Just take things day by day and know that a year from now you will be probably be a whole lot more optimistic than you are now.  A good counselor can help too.  I did not see one when I was first infected but I wish I had.

BT65:
Hi Positively,
Your fears are very real, but should be temporary the more you learn and the longer you live with this.  As you can tell from my pic signature, I've been diagnosed for over 20 years.  Caught it from my first husband.  He died when I was in treatment for alcohol/drug issues.  I was very scared when I was diagnosed, because people were not living, they were dying all around me.  Now it is much different with the advances in treatment.
I work for an Aids service organization and we have lost a few clients in this past year.  But, it was because they stopped taking their medication for whatever reason.  Times today are not what they were 20 years ago. 

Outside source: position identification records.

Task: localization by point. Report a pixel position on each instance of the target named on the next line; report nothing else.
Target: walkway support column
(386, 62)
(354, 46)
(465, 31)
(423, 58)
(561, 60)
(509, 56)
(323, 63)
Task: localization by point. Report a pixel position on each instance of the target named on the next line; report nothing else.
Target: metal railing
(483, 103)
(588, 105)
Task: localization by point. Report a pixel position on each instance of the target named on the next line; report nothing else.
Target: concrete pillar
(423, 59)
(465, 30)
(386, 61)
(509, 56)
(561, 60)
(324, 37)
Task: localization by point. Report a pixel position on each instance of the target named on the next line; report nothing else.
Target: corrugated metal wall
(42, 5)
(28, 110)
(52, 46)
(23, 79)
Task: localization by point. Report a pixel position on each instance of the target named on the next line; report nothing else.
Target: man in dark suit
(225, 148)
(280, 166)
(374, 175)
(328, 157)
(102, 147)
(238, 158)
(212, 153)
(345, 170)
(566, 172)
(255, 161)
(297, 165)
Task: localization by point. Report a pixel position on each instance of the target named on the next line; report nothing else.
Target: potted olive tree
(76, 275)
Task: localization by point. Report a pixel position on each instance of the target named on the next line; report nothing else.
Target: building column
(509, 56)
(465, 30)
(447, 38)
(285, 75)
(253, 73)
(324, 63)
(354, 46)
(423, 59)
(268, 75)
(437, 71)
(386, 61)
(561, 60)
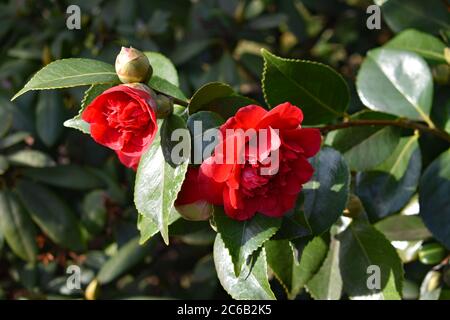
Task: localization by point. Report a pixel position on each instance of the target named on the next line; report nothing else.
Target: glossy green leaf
(70, 73)
(362, 246)
(129, 255)
(242, 238)
(157, 186)
(396, 82)
(176, 149)
(397, 163)
(382, 194)
(94, 211)
(49, 116)
(366, 147)
(428, 16)
(65, 176)
(52, 215)
(16, 227)
(403, 228)
(77, 122)
(320, 91)
(163, 86)
(218, 97)
(30, 158)
(327, 192)
(326, 284)
(163, 67)
(434, 198)
(252, 282)
(425, 45)
(200, 125)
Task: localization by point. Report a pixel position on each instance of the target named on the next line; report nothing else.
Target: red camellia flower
(241, 186)
(123, 119)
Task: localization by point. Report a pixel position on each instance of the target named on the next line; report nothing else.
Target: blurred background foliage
(73, 195)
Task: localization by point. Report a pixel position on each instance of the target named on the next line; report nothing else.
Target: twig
(396, 123)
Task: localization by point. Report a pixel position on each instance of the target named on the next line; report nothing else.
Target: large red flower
(123, 119)
(241, 186)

I have watched my daughter grow into a lovely  young woman, and have 3 grandchildren.  So, I have seen all that happen, and when I was diagnosed my daughter was still a toddler.  So there is that possibility that if you continue to get medical monitoring, you will see your daughter graduate, go on with a career, etc. 

Everything you're feeling is perfectly normal when first diagnosed.  If it gets too intense, I would strongly suggest therapy.  I don't know where you are located, but you may wish to find your nearest Aids service organization, and find out who the counselors in the area are, who have dealt with HIV issues.  Don't put that off.  It is important to talk out and get help with learning how to deal with this effectively.

We are here.  We will listen.  Please continue to post, and take care of yourself.